Quei tempi operistici incerti

Quei tempi operistici incerti

di Giovanni Gavazzeni

Ai dissensi (misti agli applausi) manifestati alla conclusione del Don Giovanni da una parte del pubblico all’indirizzo del regista Robert Carsen e del maestro Barenboim (nella foto), vorremmo aggiungere alcune riflessioni. Nel campo del «pensare troppo» a qualcuno forse è sfuggito che il rapporto fra Donna Anna e Don Giovanni è e deve restare indefinito. Che il rapporto sia stato consumato non importa. È fondamentale però che il seduttore rimanga ignoto alla vittima, essendo il suo mistero parte del mito. Ma se i due «consumano» a viso aperto, si perde la gradualità con cui Donna Anna scopre l’identità del seduttore e assassino del padre.
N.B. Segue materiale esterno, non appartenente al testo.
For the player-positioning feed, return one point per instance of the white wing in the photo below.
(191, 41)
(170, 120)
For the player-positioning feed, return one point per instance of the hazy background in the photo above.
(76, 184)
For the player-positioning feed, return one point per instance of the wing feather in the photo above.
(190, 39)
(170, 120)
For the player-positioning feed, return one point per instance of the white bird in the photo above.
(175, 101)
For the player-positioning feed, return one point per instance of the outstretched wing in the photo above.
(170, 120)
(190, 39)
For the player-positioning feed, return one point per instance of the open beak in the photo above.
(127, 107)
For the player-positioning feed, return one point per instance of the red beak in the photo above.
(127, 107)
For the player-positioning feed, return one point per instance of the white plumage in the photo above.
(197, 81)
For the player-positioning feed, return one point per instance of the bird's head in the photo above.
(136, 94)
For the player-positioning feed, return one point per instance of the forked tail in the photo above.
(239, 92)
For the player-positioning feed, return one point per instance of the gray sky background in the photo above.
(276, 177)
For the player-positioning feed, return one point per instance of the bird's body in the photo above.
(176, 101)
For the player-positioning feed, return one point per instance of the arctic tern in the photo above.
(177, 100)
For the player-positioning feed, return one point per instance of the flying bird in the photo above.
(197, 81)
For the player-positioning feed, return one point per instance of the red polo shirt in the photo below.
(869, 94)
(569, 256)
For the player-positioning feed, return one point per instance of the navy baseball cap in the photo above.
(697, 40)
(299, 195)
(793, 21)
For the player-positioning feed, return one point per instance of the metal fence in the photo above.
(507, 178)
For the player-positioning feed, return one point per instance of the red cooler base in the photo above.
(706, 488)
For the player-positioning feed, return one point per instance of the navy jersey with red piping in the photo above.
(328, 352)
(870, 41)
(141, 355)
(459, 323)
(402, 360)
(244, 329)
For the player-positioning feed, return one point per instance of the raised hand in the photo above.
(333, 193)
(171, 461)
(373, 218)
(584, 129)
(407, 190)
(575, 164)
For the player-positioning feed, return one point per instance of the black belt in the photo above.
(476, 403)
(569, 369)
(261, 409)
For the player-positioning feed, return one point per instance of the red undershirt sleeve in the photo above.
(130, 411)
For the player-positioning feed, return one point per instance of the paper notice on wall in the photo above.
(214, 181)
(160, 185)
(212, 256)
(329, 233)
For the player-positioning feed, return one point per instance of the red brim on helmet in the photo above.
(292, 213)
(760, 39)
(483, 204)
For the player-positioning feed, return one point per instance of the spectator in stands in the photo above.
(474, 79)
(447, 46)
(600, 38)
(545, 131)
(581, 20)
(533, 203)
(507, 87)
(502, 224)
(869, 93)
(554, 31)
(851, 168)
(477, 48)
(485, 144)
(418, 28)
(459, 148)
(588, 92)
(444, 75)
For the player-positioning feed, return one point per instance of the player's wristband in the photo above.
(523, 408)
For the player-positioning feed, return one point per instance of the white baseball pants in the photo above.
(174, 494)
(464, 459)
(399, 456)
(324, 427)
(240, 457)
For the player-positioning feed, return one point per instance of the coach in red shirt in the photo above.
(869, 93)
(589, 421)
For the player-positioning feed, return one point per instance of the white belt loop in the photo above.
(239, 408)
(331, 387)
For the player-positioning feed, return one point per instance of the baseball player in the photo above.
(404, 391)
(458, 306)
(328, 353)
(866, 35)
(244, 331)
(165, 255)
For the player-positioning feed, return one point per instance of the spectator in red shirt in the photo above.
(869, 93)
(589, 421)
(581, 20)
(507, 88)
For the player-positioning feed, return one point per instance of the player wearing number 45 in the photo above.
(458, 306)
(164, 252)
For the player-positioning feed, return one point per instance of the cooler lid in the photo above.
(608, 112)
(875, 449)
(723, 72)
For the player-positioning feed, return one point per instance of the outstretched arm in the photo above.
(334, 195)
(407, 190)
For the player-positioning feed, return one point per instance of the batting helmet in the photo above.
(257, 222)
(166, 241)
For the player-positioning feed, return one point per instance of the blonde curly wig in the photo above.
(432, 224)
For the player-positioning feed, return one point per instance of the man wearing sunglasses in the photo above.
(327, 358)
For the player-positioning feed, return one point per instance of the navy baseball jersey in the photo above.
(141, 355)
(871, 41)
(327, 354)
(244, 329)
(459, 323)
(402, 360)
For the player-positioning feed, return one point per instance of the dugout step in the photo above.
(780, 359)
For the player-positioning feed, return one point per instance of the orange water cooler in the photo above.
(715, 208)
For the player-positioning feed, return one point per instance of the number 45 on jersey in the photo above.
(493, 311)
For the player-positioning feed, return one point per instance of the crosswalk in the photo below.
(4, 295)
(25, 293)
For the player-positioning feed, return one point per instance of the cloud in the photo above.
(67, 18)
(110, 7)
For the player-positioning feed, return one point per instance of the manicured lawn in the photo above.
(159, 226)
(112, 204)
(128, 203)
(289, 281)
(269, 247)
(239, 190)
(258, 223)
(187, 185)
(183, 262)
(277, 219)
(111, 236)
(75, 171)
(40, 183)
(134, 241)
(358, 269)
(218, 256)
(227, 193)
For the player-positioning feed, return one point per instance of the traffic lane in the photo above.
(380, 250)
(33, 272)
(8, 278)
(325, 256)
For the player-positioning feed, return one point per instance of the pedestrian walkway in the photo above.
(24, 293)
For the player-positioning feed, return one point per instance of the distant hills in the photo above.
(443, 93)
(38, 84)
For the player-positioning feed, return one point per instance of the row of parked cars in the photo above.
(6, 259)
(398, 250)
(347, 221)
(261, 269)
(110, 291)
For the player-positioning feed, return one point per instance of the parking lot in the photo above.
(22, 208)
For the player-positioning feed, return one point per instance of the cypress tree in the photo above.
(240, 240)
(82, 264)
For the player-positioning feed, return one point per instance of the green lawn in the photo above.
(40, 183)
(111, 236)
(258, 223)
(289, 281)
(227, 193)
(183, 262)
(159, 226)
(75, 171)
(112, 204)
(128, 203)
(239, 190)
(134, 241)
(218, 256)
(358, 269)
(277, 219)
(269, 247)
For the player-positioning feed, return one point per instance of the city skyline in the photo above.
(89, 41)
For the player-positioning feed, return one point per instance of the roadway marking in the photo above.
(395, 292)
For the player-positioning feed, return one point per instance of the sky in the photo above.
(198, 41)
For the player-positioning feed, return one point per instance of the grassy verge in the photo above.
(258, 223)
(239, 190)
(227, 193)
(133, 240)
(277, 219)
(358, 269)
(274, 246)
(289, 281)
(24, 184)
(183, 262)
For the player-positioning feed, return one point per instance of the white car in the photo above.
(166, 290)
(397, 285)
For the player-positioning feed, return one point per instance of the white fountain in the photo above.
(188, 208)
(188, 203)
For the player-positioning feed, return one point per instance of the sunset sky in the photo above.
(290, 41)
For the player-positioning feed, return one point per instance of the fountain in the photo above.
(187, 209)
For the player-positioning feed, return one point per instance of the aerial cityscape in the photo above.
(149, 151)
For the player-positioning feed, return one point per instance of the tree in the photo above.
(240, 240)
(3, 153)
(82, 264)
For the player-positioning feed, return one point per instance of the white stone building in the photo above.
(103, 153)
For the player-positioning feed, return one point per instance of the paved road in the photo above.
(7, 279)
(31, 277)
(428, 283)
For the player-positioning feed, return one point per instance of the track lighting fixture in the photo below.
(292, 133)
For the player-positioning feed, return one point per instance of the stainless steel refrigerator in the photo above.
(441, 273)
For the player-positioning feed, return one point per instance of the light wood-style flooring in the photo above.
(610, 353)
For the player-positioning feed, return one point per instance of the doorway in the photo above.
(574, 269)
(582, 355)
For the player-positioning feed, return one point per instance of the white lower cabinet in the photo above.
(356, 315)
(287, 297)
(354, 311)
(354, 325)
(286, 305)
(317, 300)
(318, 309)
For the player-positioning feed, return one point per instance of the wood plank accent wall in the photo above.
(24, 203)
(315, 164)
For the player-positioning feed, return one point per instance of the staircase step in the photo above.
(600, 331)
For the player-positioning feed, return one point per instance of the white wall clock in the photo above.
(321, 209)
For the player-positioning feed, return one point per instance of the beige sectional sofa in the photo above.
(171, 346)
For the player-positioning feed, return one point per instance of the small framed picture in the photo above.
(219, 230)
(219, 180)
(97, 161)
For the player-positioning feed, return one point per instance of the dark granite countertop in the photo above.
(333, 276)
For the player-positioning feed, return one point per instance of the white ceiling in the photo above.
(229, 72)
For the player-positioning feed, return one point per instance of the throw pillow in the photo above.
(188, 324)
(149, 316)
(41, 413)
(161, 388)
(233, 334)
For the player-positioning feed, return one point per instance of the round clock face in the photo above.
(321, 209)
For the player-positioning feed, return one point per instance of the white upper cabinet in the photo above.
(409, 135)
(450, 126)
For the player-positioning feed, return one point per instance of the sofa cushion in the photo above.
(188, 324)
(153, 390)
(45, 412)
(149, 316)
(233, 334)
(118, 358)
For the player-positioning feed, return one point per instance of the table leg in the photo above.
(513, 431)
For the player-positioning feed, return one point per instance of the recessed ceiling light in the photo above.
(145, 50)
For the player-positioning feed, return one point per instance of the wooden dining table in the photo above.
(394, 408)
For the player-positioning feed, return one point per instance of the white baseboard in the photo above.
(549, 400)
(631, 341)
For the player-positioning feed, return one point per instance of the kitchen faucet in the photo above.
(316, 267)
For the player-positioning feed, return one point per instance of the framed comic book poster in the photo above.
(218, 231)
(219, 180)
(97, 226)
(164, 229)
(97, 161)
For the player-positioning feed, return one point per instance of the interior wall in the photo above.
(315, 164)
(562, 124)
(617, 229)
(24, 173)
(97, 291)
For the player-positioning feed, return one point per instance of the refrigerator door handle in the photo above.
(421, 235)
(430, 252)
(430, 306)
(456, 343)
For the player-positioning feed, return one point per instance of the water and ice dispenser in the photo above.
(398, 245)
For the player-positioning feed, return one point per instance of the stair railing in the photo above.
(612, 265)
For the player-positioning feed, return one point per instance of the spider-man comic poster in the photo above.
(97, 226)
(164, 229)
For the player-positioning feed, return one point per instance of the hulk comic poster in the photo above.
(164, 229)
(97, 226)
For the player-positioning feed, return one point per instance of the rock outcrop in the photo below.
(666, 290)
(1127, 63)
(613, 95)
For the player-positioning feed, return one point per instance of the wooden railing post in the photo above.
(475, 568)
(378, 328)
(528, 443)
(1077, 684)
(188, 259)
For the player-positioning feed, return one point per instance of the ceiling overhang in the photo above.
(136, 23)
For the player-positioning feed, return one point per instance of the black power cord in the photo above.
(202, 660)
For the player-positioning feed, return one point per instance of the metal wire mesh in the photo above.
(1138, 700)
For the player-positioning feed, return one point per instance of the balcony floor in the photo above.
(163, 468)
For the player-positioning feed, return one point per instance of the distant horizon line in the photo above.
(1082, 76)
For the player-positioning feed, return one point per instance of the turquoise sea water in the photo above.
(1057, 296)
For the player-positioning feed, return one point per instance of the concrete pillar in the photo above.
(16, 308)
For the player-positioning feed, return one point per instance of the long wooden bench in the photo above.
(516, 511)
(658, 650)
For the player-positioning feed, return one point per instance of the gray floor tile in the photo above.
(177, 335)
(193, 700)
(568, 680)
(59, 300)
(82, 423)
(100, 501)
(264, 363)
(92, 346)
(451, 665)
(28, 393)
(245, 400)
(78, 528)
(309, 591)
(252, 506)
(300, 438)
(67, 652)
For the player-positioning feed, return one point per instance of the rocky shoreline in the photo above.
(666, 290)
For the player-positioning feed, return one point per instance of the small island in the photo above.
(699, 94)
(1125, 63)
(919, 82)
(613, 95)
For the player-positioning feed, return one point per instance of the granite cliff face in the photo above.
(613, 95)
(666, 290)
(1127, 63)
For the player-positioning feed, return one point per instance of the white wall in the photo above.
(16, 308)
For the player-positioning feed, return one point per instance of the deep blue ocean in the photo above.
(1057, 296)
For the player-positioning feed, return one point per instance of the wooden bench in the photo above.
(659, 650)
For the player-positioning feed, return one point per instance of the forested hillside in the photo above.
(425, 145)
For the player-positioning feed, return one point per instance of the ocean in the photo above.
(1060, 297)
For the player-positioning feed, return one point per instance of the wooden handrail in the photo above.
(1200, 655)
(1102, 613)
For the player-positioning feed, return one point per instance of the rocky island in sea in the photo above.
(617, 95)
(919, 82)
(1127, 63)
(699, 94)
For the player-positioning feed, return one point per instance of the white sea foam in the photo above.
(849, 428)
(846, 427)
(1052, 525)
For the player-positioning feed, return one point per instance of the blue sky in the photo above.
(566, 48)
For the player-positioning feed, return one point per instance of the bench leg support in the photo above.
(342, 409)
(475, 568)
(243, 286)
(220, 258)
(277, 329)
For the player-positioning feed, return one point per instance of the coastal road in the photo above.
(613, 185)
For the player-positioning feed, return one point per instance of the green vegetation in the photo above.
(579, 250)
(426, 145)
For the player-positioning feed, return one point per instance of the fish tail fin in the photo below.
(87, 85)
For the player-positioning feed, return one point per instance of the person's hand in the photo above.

Sentire ch’ella chiede chi sia il fellone, avendo assistito all’amplesso coram populo, sfiora, ci si perdoni, il ridicolo. Il rammarico per l’occasione perduta che ci ha lasciato la parte visiva e drammaturgica si accoppia alla delusione in campo musicale. Precisiamo. Non si parla di dissentire su un «tempo» veloce o lento, ma sul modo come questo è sostenuto, non essendo noti i cosiddetti tempi giusti pensati da Mozart. Nel maestro Barenboim ci pare di aver individuato una scarsa propensione alla fisiologia dei tempi operistici (il rapporto fra il canto e la scansione che lo sostiene). Se questa correlazione che, soprattutto in Mozart, è stile, viene meno, il risultato è quanto percepito da una parte del non convinto pubblico. A quanto detto, che non è poco, c’è da aggiungere l’impaccio in alcuni punti topici dell’assieme.

Un solo esempio: il finale del primo atto, quando il suono dell’orchestra in buca non si distingue dalla musica sul palco. Il critico musicale qualche volta, o quasi sempre, può sbagliare. Chi governa il tutto o dovrebbe, no. Di qui la reazione del pubblico sincero.